Alfred Philpott (Phillpot) was born on 15 December 1870 in Tysoe, Warwickshire, England, one of ten children of William Philpott (Philpotts), a farm labourer, and his wife, Mary Ann Wilkins. William lost his job following an industrial dispute, and with his family and relatives of his wife sailed for New Zealand on the Scimitar in December 1873. The Philpotts settled at Waikiwi, north of Invercargill, on a small farm and later bought an 18-acre, bush-covered section a short distance away at West Plains. Alfred went to school at Waikiwi, where he was first fired with the desire to collect insects after listening to a lecture delivered by his school master, Thomas Jolly.
After his primary schooling, Alfred was forced by family circumstances to seek work, first as a farm labourer, then as a wool-classer and musterer. He attended night classes for a short period, then gained a position at the Underwood Milk Preserving Works, rising to become assistant condenser. His biological knowledge and microscopic work had a considerable influence on the making and marketing of the product later to become the Highlander brand of condensed milk.
From the mid 1890s Philpott, in the company of various colleagues including George Howes and Harold Hamilton, explored remote parts of southern New Zealand, building up a comprehensive moth collection. He described and illustrated some of the new species he discovered, but sent many invertebrates, including insects, to specialists in New Zealand and overseas; this resulted in a significant number of genera and species being named in his honour. Underlining his broad interests in natural history and keen observational skills, Philpott published four papers on the birds of southern New Zealand and spoke out against the acclimatisation of foreign animals and plants.
On 4 April 1901 at Invercargill, Alfred Philpott married Clara Matilda (Tilly) Barham, a fellow employee at the milk works. The couple settled at Wallacetown; they were to have no children. Having accumulated a sufficient estate, Alfred resigned his position at the factory around 1910 to devote his time to science, particularly the study of moths. He was an honorary curator for the Southland Museum from May 1915 until September 1917, when he became joint curator and secretary.
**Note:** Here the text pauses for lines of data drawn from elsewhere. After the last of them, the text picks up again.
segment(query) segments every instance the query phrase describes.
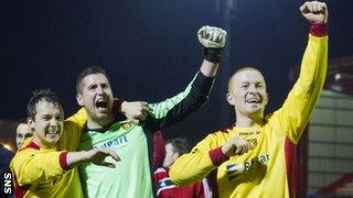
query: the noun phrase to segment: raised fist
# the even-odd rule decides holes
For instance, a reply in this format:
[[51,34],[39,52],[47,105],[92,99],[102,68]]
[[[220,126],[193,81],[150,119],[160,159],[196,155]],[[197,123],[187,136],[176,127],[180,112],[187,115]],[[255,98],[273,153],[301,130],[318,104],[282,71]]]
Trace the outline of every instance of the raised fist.
[[227,32],[216,26],[203,26],[197,31],[200,43],[207,48],[223,48]]
[[329,11],[324,2],[307,1],[300,7],[300,12],[312,24],[328,22]]

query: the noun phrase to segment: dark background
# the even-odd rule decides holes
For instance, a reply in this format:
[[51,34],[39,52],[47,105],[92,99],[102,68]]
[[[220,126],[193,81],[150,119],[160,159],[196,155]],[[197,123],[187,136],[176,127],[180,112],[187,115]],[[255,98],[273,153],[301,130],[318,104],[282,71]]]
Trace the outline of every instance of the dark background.
[[[235,1],[231,21],[229,61],[202,110],[165,129],[167,138],[199,141],[226,128],[234,113],[226,106],[228,65],[232,72],[252,65],[264,72],[272,111],[292,86],[290,67],[298,66],[307,43],[303,1]],[[329,58],[353,55],[353,1],[327,0],[330,11]],[[196,31],[225,28],[223,0],[0,1],[0,119],[25,117],[35,88],[52,88],[66,116],[78,109],[75,78],[92,65],[111,77],[115,97],[161,101],[181,91],[202,62]],[[7,135],[2,131],[0,135]]]

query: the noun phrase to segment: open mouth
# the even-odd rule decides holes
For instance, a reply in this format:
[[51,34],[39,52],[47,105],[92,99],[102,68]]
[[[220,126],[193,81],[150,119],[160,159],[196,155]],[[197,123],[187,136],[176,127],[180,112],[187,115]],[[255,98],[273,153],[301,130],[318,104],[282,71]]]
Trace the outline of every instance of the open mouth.
[[108,108],[108,102],[104,99],[98,99],[96,101],[96,108],[97,109],[107,109]]
[[249,98],[246,100],[246,103],[261,103],[261,100],[258,98]]
[[49,132],[46,132],[45,135],[55,136],[55,135],[58,135],[58,131],[49,131]]

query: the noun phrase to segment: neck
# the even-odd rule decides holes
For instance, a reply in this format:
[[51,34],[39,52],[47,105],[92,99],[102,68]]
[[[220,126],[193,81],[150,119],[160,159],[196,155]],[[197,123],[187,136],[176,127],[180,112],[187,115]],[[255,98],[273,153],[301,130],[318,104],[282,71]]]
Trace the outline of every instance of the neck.
[[105,119],[94,119],[88,116],[87,120],[87,128],[88,129],[103,129],[109,125],[115,120],[115,116],[110,114],[108,118]]
[[44,144],[43,142],[39,141],[35,136],[33,138],[33,142],[34,142],[38,146],[40,146],[40,147],[42,147],[42,148],[53,148],[53,147],[55,147],[55,144],[54,144],[54,145]]

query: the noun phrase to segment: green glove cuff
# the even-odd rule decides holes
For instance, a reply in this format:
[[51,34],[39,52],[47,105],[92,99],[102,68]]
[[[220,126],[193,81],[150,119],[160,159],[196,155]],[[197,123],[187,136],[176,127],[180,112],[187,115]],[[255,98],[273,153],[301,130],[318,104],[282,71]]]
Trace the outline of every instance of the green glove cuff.
[[222,58],[223,48],[211,48],[211,47],[203,47],[203,55],[204,58],[208,62],[214,64],[220,63]]

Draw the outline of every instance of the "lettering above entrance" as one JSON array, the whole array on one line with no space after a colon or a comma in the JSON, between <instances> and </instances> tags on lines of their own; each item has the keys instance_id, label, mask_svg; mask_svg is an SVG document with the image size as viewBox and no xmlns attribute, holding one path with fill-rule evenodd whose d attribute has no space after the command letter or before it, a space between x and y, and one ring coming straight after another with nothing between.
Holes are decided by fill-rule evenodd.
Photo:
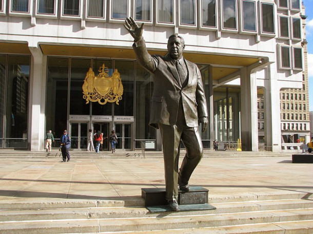
<instances>
[{"instance_id":1,"label":"lettering above entrance","mask_svg":"<svg viewBox=\"0 0 313 234\"><path fill-rule=\"evenodd\" d=\"M124 91L120 74L118 69L115 69L112 76L109 76L108 67L100 67L99 74L95 76L92 68L86 75L83 84L83 98L86 99L86 103L89 101L98 102L104 105L107 102L116 102L122 100Z\"/></svg>"}]
</instances>

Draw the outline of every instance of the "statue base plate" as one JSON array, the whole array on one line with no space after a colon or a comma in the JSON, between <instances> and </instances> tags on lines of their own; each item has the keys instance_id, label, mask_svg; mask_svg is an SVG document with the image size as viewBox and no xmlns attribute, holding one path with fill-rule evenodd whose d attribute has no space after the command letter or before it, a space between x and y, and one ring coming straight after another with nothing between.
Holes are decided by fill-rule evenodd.
<instances>
[{"instance_id":1,"label":"statue base plate","mask_svg":"<svg viewBox=\"0 0 313 234\"><path fill-rule=\"evenodd\" d=\"M160 212L177 212L173 211L167 205L148 206L146 208L152 213ZM189 205L180 205L178 211L186 211L191 210L206 210L215 209L216 207L209 204L194 204Z\"/></svg>"},{"instance_id":2,"label":"statue base plate","mask_svg":"<svg viewBox=\"0 0 313 234\"><path fill-rule=\"evenodd\" d=\"M313 163L313 154L293 154L292 163Z\"/></svg>"}]
</instances>

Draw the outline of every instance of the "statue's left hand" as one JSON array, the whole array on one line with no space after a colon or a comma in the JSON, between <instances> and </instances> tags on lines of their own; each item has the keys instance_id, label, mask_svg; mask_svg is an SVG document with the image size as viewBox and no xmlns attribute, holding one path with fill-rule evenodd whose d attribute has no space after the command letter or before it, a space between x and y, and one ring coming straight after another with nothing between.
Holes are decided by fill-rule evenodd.
<instances>
[{"instance_id":1,"label":"statue's left hand","mask_svg":"<svg viewBox=\"0 0 313 234\"><path fill-rule=\"evenodd\" d=\"M204 132L208 127L208 124L209 123L208 118L206 117L199 118L199 125L200 123L202 124L202 132Z\"/></svg>"},{"instance_id":2,"label":"statue's left hand","mask_svg":"<svg viewBox=\"0 0 313 234\"><path fill-rule=\"evenodd\" d=\"M135 22L135 20L131 17L126 18L125 24L124 25L125 28L130 33L130 35L134 38L135 41L138 41L142 38L142 33L144 31L144 23L139 27Z\"/></svg>"}]
</instances>

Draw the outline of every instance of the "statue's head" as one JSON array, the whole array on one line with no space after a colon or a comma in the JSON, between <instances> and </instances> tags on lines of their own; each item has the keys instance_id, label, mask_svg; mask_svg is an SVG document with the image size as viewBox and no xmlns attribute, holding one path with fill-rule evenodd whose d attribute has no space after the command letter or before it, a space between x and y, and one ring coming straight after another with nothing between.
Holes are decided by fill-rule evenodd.
<instances>
[{"instance_id":1,"label":"statue's head","mask_svg":"<svg viewBox=\"0 0 313 234\"><path fill-rule=\"evenodd\" d=\"M183 56L185 40L182 36L175 33L170 36L167 41L167 51L171 58L179 59Z\"/></svg>"}]
</instances>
Philpott's association with visiting overseas entomologists such as Robin Tillyard led to his being invited to join the staff of the Cawthron Institute in Nelson as first assistant entomologist. He resigned his position at the Southland Museum in March 1920. Under the guidance of Tillyard, Philpott continued his exploratory work describing many new moth species from Nelson province, the Mt Cook area and the Mackenzie Country. More importantly, he began to study and describe important structures such as the genitalia. In this field he was a world pioneer and gained international recognition. His painstaking work with Aphelinus mali, a parasitic wasp used to control woolly aphid on apple trees, was fundamental to the success of this programme. Philpott resigned his position in 1925 to devote his time to the systematic study of Lepidoptera, but stayed on at the Cawthron Institute as an honorary research student.
Philpott was an accomplished essayist and regularly wrote the leading article in Saturday's Nelson Evening Mail. He covered literary and scientific subjects in addition to writing book reviews. He was both secretary and president of the Nelson Philosophical Society. After the severe earthquakes in Nelson province in 1929, the Philpotts moved to Auckland for the sake of Clara's health. Alfred soon became honorary entomologist at the Auckland War Memorial Museum and set to work describing unnamed species. He had earlier been elected a fellow of the Entomological Society of London and in January 1930 he was elected a fellow of the New Zealand Institute.
Alfred Philpott was a hard-working, generous and very modest person. Of medium height and physically strong, he sported a thick moustache in his 30s. He was a rationalist, opposed to all forms of organised religion, and a teetotaller. He took a keen interest in the Workers' Educational Association, participating in the literature and debating sections. Alfred was also a musician and for a short time played the euphonium in the Invercargill Garrison Band. At various times he was secretary or president of the Southland Naturalists' Society. He died at Auckland on 24 July 1930, survived by his wife. His main moth collection was gifted to the Cawthron Institute and is now in Auckland, managed by Landcare Research New Zealand.
Alfred Philpott published 78 scientific papers, mainly in the Transactions and Proceedings of the New Zealand Institute, but a significant number were published overseas. Of the total of 317 New Zealand moths he described, 253 of his names are accepted today. He preferred Maori-derived names for the few genera he created, with Kiwaia, Kupea and Tawhitia still in use. He was essentially a self-taught entomologist and scientist who played a major role in unravelling the distinctive nature of the New Zealand moth fauna and provided a sound systematic platform for its study.